Expenses scandal latest blow for sterling
IT was no coincidence that sterling fell yet again yesterday as the expenses scandal flared up once more. The revelation that Gordon Brown is having to reimburse £12,400 – and many other MPs from all parties will have to pay back some of their expenses – can mean only one thing: Britain’s political establishment is indeed its weakest link, with insufficient collective self-control to take decisions that are truly in the public interest. No wonder we are in such a mess. We should never forget that while capitalists and free markets are far from perfect, politicians and regulators tend to be much worse. Our self-interested and all too human political class is as far from the ideal of the Platonic Guardian as it is possible to imagine.

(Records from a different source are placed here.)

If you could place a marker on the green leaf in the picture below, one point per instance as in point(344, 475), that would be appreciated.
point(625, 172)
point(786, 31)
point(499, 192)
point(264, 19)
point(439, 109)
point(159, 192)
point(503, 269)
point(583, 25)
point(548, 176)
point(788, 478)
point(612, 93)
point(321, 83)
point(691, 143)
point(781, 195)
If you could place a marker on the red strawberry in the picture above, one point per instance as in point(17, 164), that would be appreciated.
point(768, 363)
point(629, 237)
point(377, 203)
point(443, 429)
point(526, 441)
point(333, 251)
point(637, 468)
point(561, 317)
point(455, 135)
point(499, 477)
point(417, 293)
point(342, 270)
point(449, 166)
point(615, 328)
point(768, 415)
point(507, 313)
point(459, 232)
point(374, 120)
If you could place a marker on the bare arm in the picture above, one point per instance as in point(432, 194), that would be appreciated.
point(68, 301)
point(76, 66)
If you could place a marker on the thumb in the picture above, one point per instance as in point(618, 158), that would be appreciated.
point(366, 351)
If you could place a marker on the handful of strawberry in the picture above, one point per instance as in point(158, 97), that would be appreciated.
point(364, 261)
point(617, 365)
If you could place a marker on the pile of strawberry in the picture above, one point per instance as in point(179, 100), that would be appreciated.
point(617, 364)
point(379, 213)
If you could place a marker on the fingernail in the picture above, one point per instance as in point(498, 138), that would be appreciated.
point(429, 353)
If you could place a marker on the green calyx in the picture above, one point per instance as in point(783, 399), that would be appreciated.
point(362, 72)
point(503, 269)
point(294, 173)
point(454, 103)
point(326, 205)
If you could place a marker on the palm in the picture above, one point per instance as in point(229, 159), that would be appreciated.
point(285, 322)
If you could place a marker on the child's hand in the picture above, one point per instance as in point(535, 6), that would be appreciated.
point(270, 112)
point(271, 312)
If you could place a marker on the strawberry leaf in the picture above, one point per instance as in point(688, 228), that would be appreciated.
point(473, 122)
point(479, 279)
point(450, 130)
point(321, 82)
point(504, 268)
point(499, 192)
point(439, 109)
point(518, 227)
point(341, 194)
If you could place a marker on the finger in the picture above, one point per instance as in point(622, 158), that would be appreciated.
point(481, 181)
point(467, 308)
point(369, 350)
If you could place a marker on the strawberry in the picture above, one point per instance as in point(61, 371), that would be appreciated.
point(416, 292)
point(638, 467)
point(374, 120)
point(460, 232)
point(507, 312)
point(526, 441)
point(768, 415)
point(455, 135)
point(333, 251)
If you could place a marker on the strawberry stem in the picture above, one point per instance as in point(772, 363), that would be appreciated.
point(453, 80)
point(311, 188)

But the expenses scandal has merely reinforced a growing feeling of ill-ease across London’s business community: the economy has exited recession; the stock market is doing well thanks to plentiful liquidity; but the climate remains very tough – tougher certainly than many executives had been expecting – and regulators and politicians are likely to make life far worse than it needs to be. This renewed pessimism about the prospects for Britain, while nothing like as bad as what we saw six months ago, is nevertheless a worrying trend.
It doesn’t help that while all parties now accept that drastic action is needed to tackle the budget deficit, investors are still looking for proper, carefully-costed policies. Yet so far they have only been presented with preliminary ideas from the Tories to shave a few billion pounds a year from the shortfall (George Osborne’s team is quietly working on much more radical proposals but markets will need tangible evidence before they can relax). Labour’s position is even more depressing, as exemplified by Brown’s belief that selling off the Dartford Tunnel will make a blind bit of difference to Britain’s national debt, which is growing by £15bn a month.
There is also nervousness at the housing market, which is recovering too well for comfort. But the biggest question of all is what will happen to monetary policy. Yesterday’s speech by Brown, where he backed quantitative easing while accusing the Tories of misunderstanding it, suggests he believes that he is firmly in charge, rather than Mervyn King, who is supposed to decide about these things independently. Markets are also well-aware that gilts are suffering from a false market as a result of the Bank’s huge purchases of government debt; nobody has any idea what will happen once quantitative easing ends – nor what the fate of riskier assets (such as equities) will be. They are currently being propped up by the additional liquidity generated by the Bank.
The only good news for fixed income investors is that commercial banks will soon have to take over from the Bank and start purchasing at least £100bn worth of gilts to improve the liquidity of their balance sheets; but timings may not coincide. All of these issues started to irk investors in earnest a few weeks ago but they have taken a renewed relevance in recent days. Traders are now selling the pound more heavily than at any point since records began in 1972, according to the US Commodity Futures Trading Commission. The only reason sterling hasn’t slumped further is that the greenback is itself under immense pressure – hardly an endorsement for Britain’s battered political system.